Which attacks are prevented by the different initial hash values for SHA-2 with truncated output?

Question

NIST specified SHA-2 hash functions with truncated output. Those hashes use different initialization values than SHA-256 or SHA-512. SHA-224 is based on SHA-256. SHA-384, SHA-512/224 and SHA-512/256 are all based on SHA-512.

Although I have seen loose comments on why truncated SHA-2 functions use different initial values, I haven't seen any strong reasoning. The only thing that I can formally find is a quote from RFC 3874: "A 224-bit One-way Hash Function: SHA-224", section "1.1. Usage Considerations:

The use of a different initial value ensures that a truncated SHA-256 message digest value cannot be mistaken for a SHA-224 message digest value computed on the same data.

But that quote doesn't list any specific attacks nor is it part of a security review of SHA-2.

Can anybody explain which attacks are prevented by choosing different initial values for the SHA-2 variants?

I'm specifically looking for answers that indicate how the initial values help mitigate the attack. More importantly, I'm looking for authoritative answers, that is: answers that can point to a security evaluation or proof of SHA-2 on this subject.

Answer 1

The question's citation is likely the reason why it was chosen different initial starting values for SHA-2 variants of the same internal block size. It is a valid objective by itself that different hash functions yield independent results, linkable only knowing their common input. It is not necessary to have a specific attack in mind to make that conservative choice.

Otherwise stated: For an attacker knowing the SHA-1 of some secret, the best option to find the SHA-256 of that secret is to find the secret. Using different initial values makes it such that the same holds if the attacker knows the SHA-224 hash instead of the SHA-1 hash. That could be called (domain) separation of hash functions.

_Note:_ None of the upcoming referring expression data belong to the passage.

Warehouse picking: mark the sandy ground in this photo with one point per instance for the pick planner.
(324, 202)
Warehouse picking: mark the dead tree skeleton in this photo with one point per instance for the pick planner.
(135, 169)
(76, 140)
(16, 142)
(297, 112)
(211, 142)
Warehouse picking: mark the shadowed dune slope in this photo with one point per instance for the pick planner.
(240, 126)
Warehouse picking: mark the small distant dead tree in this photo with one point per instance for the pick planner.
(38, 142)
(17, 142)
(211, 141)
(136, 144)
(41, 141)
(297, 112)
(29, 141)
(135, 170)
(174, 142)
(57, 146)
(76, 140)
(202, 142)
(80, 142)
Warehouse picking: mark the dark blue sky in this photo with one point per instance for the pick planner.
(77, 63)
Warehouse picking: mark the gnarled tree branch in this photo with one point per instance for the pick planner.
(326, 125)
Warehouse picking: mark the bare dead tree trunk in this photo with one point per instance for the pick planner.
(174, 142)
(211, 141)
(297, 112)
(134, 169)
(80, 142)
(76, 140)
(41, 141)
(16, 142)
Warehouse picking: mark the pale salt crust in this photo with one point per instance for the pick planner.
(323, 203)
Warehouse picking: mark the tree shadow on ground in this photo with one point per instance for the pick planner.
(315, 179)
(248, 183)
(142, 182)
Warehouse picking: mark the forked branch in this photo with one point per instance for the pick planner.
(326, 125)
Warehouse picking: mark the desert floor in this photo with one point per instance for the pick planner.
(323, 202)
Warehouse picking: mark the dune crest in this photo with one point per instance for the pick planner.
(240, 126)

It is easy to construct artificial protocols where this precaution saves the day. For example: Alice draws a 80-byte random string $S$, reveals its SHA-224 (say, as a commitment or a Key Check Value), then uses $S$ as an HMAC key with SHA-256 as the underlying hash. HMAC will start by hashing $S$ with SHA-256, then use that as its internal key. With the different initialization values in SHA-224 and SHA-256, Alice is safe. Without, she's headed for disaster, as all but 32 bits of the HMAC key coincide with the leaked SHA-224.

Answer 2

Using different initial values means that finding collisions must be done independently for both algorithms.

This is admittedly not an authoritative source, but I found the description in this answer (to the same question on CS Theory SE) convincing.

If you were to use the same initial value from SHA-256 for SHA-224, you would ultimately just be truncating the SHA-256 hash to 224-bits. This equates the problem of finding a SHA-224 hash collision to finding two SHA-256 hashes that differ in the final 32 bits. By using different initial values you reduce the likelihood that a partial collision in SHA-256 will inform the possibility of collisions in SHA-224.

The same relationship would apply to preimages. For example, if someone were to find a way to generate partial second-preimages for SHA-256 (partial in the sense that they match on some number of bits in the hash), it may not bode well for SHA-256 but it would potentially be devastating to SHA-224. In the worst case, if someone could find such second-preimages that match on the first 224 bits, one would worry whether we are not only 2³² iterations of that process away from finding full second-preimages of SHA-256. However, SHA-224 would undoubtedly be broken. However, if this attack is based on some weakness in initial values chosen for SHA-256, it may not also apply to SHA-224. By separating the domains of the two hash functions (by using different initial values), we increase the likelihood that an attack on one would not apply to the other.